Right now, though, her big goal for the future is to have a goal for the future. She’d like to find a way to do art full time, preferably digital art, but she’s not sure what her path will be. Regardless, her big message to the world is, “Buy my art! And please smile.”
Katie Clark - Katie Clark Art!
I’ll be honest, the first thing I saw in Clark’s booth was a gorgeous paint portrait of Futurama’s Hypnotoad, and I came very close to buying it. Clark’s art is a mishmash of classical painting techniques, gorgeous frames, and portraits of unconventional videogame and television characters. Like, say, Hypnotoad. Or Yoshi.
As a kid, Clark wanted to work for Nintendo, and as an adult, she did. But she quickly found that she actually hates desk work, and decided to leave the field after a couple of years in favor of working at home in her pajamas. As she said, “I tried on the American Dream, and it didn’t fit. I decided I’d rather play.” Now she does the art for herself, and she’s found a fair amount of success with that. In November her art will be on display in Victor’s Coffee in Redmond, WA.
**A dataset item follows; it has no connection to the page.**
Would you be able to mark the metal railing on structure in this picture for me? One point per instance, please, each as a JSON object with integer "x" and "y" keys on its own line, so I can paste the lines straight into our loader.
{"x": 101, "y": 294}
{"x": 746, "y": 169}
“Do what makes you happy. That’s what I’m trying to do.”
|[The gaming floor, copyright Laura F.]|
“Why do I art? Because I can’t help it!” Bonikowski, who specializes in complex pixel art that looks deceptively simple, started out by painting Day of the Dead skulls. She loved how she could use the same basic patterns but customize them to be personally meaningful, and from there she expanded into customizing her own fanart. She specializes in videogame art, particularly pixel art, “because it looks easy, but actually it’s really hard.”
In her everyday life, Bonikowski counters the structure of pixel art by being a massage therapist, and she made it clear that while she loves art, she also loves doing things with her life that aren’t art. She’s not sure she would want to go full time, since massage therapy is also a big passion of hers. But she likes think this makes her a well-rounded person, and I agree.
When I asked what she wanted to tell people, she laughed and said that Katie Clark (whose booth was right next door) had stolen her answer, but then she elaborated. “Follow your heart. If you’re doing something just for a paycheck, find your way out of it and do what you love.” Then she started laughing and added, “But don’t make pixel art. It’s a terrible decision in life.”